Code Yarns ‍👨‍💻
Tech BlogPersonal Blog

CUDA: Memory Checker

📅 2011-Mar-07 ⬩ ✍️ Ashwin Nanjappa ⬩ 📚 Archive

 

CUDA essentially takes the programmer back to the old world of C where cowboys managed memory all by themselves. This means that memory bugs are sure to creep into even the most carefully written CUDA code!

The CUDA memory checker is one of the tools that can be used to detect and fix memory bugs. On Windows, the CUDA memory checker ships as a standalone program named cuda-memcheck.exe and can be found in the %CUDA_BIN_PATH% directory.

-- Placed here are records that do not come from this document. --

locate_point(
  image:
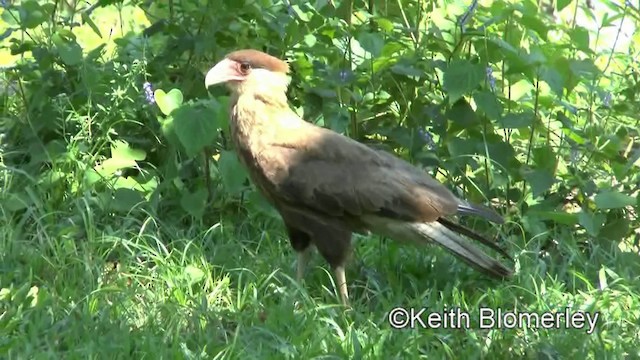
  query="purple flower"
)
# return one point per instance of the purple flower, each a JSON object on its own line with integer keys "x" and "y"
{"x": 607, "y": 99}
{"x": 426, "y": 136}
{"x": 468, "y": 13}
{"x": 490, "y": 78}
{"x": 148, "y": 92}
{"x": 574, "y": 155}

CUDA memory checker checks for 2 kinds of memory bugs: out-of-bounds and misaligned accesses in global memory. Here is a simple CUDA program with one such memory bug:

__global__ void fooKernel(const int* inArr, int num, int* outArr)
{
    const int threadNum    = gridDim.x * blockDim.x;
    const int curThreadIdx = (blockIdx.x * blockDim.x) + threadIdx.x;

    for (int i = curThreadIdx; i < num; i += threadNum)
        outArr[i] = inArr[i] + inArr[i + 1];

    return;
}

int main()
{
    // Allocate memory

    const int num   = 100;
    int* dInArr     = NULL;
    int* dOutArr    = NULL;
    const int size  = num * sizeof(*dInArr);

    cudaMalloc(&dInArr, size);
    cudaMalloc(&dOutArr, size);

    // Compute

    const int blocksPerGrid     = 128;
    const int threadsPerBlock   = 128;

    fooKernel<<<blocksPerGrid, threadsPerBlock>>>(dInArr, num, dOutArr);

    // Free memory

    cudaFree(dInArr);
    cudaFree(dOutArr);

    return 0;
}

fooKernel is doing one iteration of the prefix scan algorithm, adding each element of the input array with its next element and storing that result. The thread accessing the last element [99] will also access [100], which is out-of-bounds of the input array.

Such bugs execute silently producing puzzling results and can escape all kinds of CUDA error checking done by the astute programmer.

When this program is executed with the CUDA memory checker, the memory bug is detected:

$> cuda-memcheck Foo.exe
========= CUDA-MEMCHECK
========= Invalid __global__ read of size 4
=========     at 0x00000070 in fooKernel
=========     by thread (99,0,0) in block (0,0)
=========     Address 0x05100190 is out of bounds
=========
========= ERROR SUMMARY: 1 error

Not only is the programmer now aware of a bug in his program, he knows much more. The output of CUDA memory checker points out that there was an out-of-bounds read of a datatype of size 4 in fooKernel by thread number 99. Armed with this information, the memory bug can hopefully be found and squashed! 😊

Tried with: CUDA 3.2